How a Waste Trap Works

waste-trap-diagramAll of the different types of trap work in basically the same way, using water as a barrier to stop smells penetrating back into the room through the outlet hole.

Water permanently collects at the bottom of the trap, blocking the pipe. When more water is flushed down the outlet hole, it pushes through the water already in the trap. The last bit of water to flow down the outlet is, in turn, held at the bottom of the trap and the seal is formed again. Traps should be cleaned out regularly using a plunger or auger, particularly if food waste is being washed down through the sink outlet. Shower traps can also become blocked with hair and soap residue.

Types of Waste Trap

The trap on a bath or sink is designed to create a seal of water which acts to stop smells rising up though the pipes from the drainage system. There are several different types of trap available, but which you choose depends on the location and several other factors. All of the different types of trap are available with push-fit, compression and solvent weld joints.

Bottle Trap
Bottle traps are only designed for sinks and washbasins, as they can not cope with a heavy outflow such as from a bath.
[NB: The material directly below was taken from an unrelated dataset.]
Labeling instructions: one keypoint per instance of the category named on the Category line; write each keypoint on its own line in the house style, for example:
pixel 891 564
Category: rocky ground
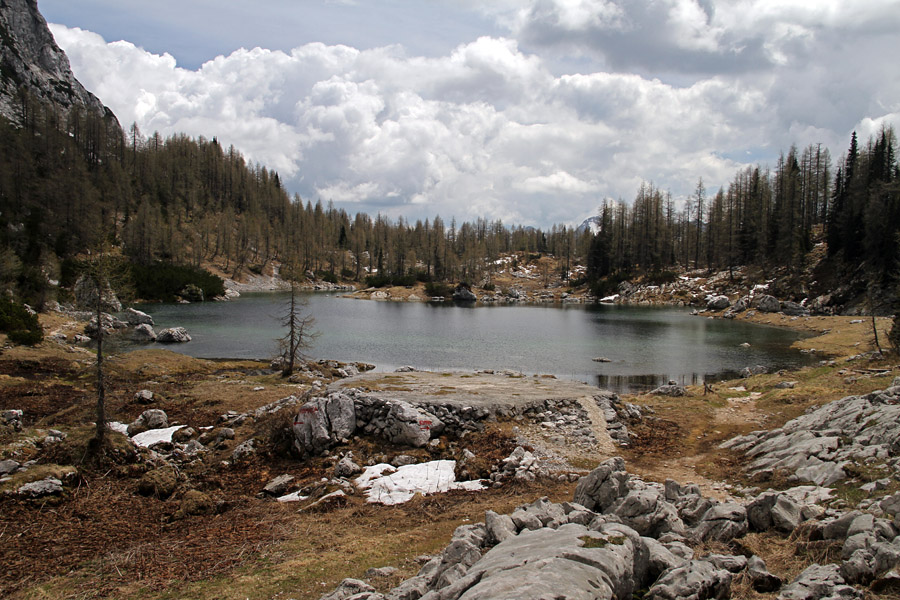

The trap can be unscrewed and removed to allow it to be cleaned out, and can be a godsend if something valuable is dropped down the plughole.

Tubular Trap
Tubular traps come in two main types, either S-shaped or P-shaped. The s-shaped trap has an outlet which points down and a p-shaped trap has a side-facing outlet. Tubular traps are suitable for all types of waste pipe, but are usually found on baths. The whole of the trap can be removed for cleaning or replacement.

Washing Machine Trap
A P-shaped tubular trap with a long standpipe, into which the waste hose of the washing machine is fed. As with other tubular traps, the whole thing can be unscrewed and removed for cleaning.

Anti-Siphon Bottle Trap
This type of bottle trap allows air to enter, which stops the seal being lost by heavy water flow. Designed for use on sinks and wash basins where occasional heavy flow is a problem. It can also help to stop problems caused by a long steep pipe run.

Bath Trap with Overflow
A P-shaped tubular trap which features a flexible tube which connects to the overflow outlet on the bath. The overflow usually joins the fitting above the trap. Some bath traps also feature a cleaning cap which can be removed to give access to the trap without having to take the whole thing off. Bath traps often have a shallower U-bend than other traps to allow then to be fitted easily in the small space below the bath unit.

Double Inlet Trap
A single trap with inlets for two separate appliances such as a washing machine and the kitchen sink. Useful when two such appliances are plumbed in close to each other and there is limited room for pipework.